In fact, though, Martin may have done the nation a major favour by shortchanging the CF. The allocation of a paltry additional $160 million or so directly to the Forces threw into sharp relief the growing commitment-capability gap that has been so well documented by authorities such as the House of Commons Standing Committee on National Defence and Veterans Affairs, the Auditor General and, most recently, by the Senate Committee on Security and Defence.

It is almost certain that Eggleton sold the Prime Minister on the need for a full and open defence review by stressing the need to tailor the forces—in other words shrink them—to fit the amount of money the government is willing to spend on defence.
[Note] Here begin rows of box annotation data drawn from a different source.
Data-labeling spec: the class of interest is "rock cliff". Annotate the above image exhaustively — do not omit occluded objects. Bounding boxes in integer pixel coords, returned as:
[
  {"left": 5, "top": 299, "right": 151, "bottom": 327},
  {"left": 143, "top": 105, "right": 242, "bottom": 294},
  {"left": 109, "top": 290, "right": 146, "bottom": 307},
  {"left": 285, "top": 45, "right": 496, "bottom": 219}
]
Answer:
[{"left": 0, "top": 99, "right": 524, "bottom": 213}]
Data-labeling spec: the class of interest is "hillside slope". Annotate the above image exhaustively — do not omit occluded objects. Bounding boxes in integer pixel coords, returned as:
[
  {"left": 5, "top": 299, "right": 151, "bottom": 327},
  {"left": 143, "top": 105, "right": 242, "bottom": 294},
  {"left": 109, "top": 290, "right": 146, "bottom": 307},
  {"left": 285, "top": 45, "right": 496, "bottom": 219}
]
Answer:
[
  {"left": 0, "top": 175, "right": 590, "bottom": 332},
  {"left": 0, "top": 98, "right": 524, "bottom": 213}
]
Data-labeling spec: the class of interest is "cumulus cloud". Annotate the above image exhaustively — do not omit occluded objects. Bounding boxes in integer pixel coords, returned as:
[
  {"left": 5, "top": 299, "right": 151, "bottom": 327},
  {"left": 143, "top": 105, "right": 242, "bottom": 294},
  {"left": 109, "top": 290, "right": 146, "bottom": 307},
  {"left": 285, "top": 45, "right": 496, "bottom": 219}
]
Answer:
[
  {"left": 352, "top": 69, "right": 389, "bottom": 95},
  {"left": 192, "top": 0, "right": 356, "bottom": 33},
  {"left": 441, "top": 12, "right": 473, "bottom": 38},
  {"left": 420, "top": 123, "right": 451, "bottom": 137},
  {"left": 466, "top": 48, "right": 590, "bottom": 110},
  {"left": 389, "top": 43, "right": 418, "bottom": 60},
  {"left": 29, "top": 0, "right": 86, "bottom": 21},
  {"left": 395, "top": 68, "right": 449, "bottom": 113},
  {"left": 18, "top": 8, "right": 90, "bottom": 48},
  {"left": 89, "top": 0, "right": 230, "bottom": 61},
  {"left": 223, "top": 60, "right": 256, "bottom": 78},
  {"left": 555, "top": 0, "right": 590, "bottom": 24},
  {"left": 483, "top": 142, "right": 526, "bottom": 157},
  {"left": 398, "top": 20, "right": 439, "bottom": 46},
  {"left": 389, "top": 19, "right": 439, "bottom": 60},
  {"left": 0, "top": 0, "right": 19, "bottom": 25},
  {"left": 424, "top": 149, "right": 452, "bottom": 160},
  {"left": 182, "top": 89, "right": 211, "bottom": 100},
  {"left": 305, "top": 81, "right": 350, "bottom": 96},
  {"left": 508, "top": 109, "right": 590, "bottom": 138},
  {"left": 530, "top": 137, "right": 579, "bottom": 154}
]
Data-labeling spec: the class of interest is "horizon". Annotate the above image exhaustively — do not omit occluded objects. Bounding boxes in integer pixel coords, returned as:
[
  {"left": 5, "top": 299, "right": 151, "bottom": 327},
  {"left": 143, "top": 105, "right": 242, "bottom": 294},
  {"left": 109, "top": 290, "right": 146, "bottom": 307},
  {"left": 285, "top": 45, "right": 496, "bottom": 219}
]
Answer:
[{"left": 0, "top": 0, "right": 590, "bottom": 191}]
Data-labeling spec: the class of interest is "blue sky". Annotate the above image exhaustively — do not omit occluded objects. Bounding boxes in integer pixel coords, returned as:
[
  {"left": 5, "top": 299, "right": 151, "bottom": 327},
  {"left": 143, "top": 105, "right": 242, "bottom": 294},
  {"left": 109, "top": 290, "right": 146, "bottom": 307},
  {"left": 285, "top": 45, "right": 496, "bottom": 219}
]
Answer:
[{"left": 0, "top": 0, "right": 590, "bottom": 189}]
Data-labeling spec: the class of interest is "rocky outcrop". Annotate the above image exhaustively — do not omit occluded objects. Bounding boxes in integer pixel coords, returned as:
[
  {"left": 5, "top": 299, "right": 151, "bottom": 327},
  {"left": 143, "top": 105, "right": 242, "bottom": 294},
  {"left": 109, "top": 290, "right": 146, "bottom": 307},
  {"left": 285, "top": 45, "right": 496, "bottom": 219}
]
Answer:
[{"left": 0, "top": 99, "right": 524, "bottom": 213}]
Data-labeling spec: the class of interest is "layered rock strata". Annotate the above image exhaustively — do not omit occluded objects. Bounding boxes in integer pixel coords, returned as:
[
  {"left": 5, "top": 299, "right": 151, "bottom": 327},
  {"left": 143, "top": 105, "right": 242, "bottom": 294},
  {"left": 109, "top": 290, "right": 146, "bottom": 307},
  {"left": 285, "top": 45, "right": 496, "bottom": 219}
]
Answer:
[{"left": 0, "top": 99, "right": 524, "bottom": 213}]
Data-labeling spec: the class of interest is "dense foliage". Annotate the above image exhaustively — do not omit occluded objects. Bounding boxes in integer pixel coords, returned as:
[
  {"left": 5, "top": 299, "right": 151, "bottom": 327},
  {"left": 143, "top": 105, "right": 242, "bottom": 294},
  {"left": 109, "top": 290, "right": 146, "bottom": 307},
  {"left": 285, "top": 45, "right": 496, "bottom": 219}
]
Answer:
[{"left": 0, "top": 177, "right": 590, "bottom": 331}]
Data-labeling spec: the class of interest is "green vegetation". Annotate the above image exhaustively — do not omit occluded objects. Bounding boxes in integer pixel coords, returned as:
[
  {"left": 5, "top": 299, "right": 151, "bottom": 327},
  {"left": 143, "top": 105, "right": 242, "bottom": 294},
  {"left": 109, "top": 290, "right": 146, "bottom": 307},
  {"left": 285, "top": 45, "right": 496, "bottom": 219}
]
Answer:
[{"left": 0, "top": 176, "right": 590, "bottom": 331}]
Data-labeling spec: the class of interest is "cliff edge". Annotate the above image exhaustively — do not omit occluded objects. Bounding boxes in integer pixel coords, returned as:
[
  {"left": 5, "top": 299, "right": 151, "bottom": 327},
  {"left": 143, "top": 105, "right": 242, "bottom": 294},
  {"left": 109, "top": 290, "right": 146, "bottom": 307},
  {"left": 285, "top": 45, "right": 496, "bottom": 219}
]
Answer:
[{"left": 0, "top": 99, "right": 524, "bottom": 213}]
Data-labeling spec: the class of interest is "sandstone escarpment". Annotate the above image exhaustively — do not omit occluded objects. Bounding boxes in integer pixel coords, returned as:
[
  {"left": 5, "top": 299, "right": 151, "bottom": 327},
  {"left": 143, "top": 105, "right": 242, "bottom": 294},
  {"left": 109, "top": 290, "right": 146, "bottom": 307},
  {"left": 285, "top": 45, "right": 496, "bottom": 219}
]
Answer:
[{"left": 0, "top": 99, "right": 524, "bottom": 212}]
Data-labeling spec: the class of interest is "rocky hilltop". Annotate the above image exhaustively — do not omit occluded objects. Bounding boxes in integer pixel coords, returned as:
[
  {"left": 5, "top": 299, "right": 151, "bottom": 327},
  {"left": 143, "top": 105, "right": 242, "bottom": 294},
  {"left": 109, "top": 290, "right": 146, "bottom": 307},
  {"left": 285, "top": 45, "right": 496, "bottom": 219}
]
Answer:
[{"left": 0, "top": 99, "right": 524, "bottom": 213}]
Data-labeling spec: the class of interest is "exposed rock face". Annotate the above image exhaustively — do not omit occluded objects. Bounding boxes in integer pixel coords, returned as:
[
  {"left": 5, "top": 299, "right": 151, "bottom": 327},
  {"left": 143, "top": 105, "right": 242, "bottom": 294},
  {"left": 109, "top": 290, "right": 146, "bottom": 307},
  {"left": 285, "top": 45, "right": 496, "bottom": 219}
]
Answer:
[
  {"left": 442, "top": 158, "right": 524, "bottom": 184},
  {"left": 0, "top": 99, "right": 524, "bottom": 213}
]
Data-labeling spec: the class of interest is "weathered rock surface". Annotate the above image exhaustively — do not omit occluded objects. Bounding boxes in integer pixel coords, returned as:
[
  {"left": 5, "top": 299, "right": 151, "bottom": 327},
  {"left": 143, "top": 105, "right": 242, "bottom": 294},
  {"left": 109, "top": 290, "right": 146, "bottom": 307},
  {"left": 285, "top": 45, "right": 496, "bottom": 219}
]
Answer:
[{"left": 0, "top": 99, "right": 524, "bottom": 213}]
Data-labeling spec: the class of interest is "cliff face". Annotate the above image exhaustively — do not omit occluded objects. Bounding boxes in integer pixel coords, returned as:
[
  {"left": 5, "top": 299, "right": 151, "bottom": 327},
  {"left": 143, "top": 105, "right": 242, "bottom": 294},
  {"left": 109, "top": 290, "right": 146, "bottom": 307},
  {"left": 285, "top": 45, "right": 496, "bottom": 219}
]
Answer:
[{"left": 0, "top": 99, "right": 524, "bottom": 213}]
When Eggleton first mused publicly about a defence review in January, he most certainly put the need for such a review in those terms. But even if the eventual terms of reference for the new review (which have not been formally announced as of this writing) are couched in such a way, it will not matter much.

That is because in a real open review process, no one, and certainly not the government, will be able to control the public input to the process. If large numbers of Canadians from across the country, working in different sectors of the economy, and representing key interest groups, demand that the defence review not be limited to options for change that are viable within the current funding envelope, the review will be hard put not to take their views into account.
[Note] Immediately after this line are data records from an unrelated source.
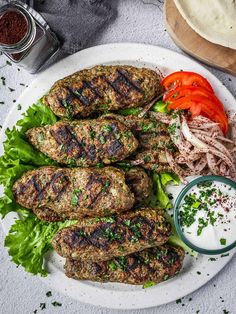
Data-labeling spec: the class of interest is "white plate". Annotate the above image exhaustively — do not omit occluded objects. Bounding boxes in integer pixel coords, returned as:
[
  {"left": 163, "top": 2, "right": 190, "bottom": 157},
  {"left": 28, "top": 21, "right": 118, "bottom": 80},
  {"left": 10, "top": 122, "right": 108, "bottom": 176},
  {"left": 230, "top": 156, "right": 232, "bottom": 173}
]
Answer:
[{"left": 0, "top": 44, "right": 236, "bottom": 309}]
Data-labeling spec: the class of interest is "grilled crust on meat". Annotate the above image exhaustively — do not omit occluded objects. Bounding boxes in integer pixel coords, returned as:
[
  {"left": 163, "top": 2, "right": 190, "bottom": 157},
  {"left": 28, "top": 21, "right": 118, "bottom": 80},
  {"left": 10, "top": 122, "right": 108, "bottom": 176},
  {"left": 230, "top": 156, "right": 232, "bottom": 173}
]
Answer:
[
  {"left": 44, "top": 65, "right": 162, "bottom": 117},
  {"left": 65, "top": 244, "right": 184, "bottom": 285},
  {"left": 26, "top": 119, "right": 138, "bottom": 167},
  {"left": 125, "top": 167, "right": 152, "bottom": 203},
  {"left": 52, "top": 208, "right": 171, "bottom": 261},
  {"left": 100, "top": 113, "right": 171, "bottom": 150},
  {"left": 12, "top": 167, "right": 134, "bottom": 221}
]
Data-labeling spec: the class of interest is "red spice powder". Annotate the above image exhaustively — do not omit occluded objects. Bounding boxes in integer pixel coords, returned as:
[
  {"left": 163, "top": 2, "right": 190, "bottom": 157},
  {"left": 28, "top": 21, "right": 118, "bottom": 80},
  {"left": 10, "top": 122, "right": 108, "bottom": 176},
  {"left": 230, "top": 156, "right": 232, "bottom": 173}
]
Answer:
[{"left": 0, "top": 10, "right": 28, "bottom": 45}]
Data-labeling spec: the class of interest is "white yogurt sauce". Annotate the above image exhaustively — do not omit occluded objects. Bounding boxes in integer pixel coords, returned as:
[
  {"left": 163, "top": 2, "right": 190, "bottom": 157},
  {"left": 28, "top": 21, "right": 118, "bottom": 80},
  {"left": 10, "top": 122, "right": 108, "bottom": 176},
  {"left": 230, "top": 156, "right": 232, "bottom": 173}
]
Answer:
[{"left": 179, "top": 181, "right": 236, "bottom": 250}]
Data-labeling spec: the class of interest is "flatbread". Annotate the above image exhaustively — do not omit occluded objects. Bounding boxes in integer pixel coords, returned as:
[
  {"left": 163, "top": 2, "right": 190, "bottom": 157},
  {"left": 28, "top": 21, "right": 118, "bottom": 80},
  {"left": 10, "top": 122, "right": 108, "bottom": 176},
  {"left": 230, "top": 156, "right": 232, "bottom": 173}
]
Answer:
[{"left": 174, "top": 0, "right": 236, "bottom": 49}]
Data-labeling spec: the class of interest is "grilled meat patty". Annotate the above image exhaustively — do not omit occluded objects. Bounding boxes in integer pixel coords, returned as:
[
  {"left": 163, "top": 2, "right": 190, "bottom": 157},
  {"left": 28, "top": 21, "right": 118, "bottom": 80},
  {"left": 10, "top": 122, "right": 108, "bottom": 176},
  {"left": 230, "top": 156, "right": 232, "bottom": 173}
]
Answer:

The forthcoming defence review may turn out to be the most important of the last half century. During the long Cold War, and against Canada’s steady adherence to and reliance on the North Atlantic Treaty Organization and North American Aerospace Defence Command, there was little latitude for the discussion of real defence and security policy options. The biggest part of Canada’s defence commitments were always virtually predetermined. Even though Pierre Trudeau and some of his ministers mused about possible Canadian withdrawal from NATO prior to the 1971 White Paper, that was never really possible, as events proved.
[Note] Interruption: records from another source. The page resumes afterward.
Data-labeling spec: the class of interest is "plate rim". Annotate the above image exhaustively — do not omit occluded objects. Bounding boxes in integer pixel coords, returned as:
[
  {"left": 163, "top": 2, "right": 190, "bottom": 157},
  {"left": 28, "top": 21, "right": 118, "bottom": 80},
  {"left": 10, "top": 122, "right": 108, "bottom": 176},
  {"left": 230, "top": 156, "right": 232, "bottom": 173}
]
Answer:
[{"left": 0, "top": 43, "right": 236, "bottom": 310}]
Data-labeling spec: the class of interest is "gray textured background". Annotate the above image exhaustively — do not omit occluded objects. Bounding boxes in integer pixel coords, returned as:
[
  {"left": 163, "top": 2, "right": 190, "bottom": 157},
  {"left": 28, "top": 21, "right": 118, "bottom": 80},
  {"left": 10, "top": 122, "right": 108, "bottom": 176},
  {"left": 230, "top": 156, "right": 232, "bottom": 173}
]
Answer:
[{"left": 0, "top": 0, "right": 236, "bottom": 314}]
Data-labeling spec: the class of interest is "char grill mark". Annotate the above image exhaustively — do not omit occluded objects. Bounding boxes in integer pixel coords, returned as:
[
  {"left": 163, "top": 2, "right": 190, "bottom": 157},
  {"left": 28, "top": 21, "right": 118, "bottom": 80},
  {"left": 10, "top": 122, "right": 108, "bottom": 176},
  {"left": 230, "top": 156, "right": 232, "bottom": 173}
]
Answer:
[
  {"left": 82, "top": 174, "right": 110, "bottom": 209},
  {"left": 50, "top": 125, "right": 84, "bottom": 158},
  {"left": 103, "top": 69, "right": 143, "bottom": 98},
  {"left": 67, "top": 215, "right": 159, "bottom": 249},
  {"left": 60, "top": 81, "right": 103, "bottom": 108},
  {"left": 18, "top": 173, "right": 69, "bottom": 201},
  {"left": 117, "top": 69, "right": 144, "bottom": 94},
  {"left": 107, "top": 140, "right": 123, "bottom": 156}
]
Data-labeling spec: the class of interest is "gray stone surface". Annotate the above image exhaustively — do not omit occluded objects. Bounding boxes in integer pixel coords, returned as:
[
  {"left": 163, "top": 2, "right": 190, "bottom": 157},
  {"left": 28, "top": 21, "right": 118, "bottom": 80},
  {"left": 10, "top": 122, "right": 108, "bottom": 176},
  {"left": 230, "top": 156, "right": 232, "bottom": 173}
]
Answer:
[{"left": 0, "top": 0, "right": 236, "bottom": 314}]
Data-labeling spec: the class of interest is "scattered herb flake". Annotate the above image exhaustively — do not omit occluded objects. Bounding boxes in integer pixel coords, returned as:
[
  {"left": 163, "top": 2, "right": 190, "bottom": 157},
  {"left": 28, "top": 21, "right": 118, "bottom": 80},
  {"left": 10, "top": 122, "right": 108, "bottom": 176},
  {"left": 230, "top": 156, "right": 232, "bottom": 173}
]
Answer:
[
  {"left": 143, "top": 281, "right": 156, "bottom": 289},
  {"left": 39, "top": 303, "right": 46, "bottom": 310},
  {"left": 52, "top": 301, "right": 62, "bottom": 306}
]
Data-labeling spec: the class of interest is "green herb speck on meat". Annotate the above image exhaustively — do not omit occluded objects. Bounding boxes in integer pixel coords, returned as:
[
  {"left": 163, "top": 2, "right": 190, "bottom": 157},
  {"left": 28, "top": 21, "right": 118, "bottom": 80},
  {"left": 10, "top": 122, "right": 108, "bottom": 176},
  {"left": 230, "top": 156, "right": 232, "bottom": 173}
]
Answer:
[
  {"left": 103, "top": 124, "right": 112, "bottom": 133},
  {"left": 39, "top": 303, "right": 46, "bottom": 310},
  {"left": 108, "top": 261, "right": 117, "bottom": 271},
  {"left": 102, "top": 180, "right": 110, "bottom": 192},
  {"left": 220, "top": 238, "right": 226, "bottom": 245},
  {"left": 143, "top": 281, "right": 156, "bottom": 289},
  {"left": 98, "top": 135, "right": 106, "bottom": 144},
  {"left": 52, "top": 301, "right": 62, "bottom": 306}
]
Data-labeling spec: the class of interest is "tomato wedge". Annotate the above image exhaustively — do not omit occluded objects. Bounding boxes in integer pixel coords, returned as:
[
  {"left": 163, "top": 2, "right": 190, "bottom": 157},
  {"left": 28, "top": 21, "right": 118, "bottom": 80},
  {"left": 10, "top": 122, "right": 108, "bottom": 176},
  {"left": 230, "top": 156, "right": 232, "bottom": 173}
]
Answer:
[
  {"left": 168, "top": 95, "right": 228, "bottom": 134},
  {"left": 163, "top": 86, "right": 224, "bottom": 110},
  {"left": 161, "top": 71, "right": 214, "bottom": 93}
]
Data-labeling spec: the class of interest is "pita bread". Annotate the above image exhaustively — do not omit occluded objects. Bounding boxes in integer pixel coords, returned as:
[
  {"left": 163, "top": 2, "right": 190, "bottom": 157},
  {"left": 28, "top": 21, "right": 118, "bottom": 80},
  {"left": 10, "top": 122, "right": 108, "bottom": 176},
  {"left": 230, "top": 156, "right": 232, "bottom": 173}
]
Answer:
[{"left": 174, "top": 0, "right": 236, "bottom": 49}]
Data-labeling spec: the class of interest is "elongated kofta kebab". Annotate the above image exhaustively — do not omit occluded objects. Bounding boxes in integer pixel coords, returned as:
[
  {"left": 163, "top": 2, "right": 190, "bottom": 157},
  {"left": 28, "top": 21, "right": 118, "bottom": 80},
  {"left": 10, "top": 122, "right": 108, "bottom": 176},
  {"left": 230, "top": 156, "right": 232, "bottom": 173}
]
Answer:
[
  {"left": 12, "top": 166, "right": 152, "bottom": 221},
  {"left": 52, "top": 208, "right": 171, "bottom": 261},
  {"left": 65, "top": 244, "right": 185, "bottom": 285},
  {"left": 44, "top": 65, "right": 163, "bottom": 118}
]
The 1994 White Paper was a transitory document, good for its day but it was neither sweeping in its scope nor daring in the pathways it chose. It was put together too soon after the end of the Cold War to be able to reflect the rapidly changing global security environment. If nothing else, its continued emphasis on the need for Canada to maintain itself as an important international peacekeeper is a sure reflection on how dated a document it became. After Bosnia, Rwanda, East Timor and a host of other United Nations failures—and the virtual death of traditional “blue helmet” peacekeeping—the 1994 White Paper’s unswerving faith in such operations now seems quaint.

The importance of the new white paper ought to stir those who believe in a strong Canadian security and defence posture to action, the sooner the better. Those Canadians—journalists, intellectuals, pacifist leaders, “third way” policy advocates and others—who have convinced themselves and many other Canadians that Canada is a “peaceable Kingdom” without need for a strong military have dominated the public defence policy discussion for decades now.

What is needed is for the friends of defence to come together in one concerted effort to frame the debate in terms that most Canadians have already instinctively grasped in recent months; that military power still matters in an imperfect world; it is better for the world when the good guys have the preponderance of military power; and that our self-respecting nation cannot stand aside from our obligation to help protect our way of life.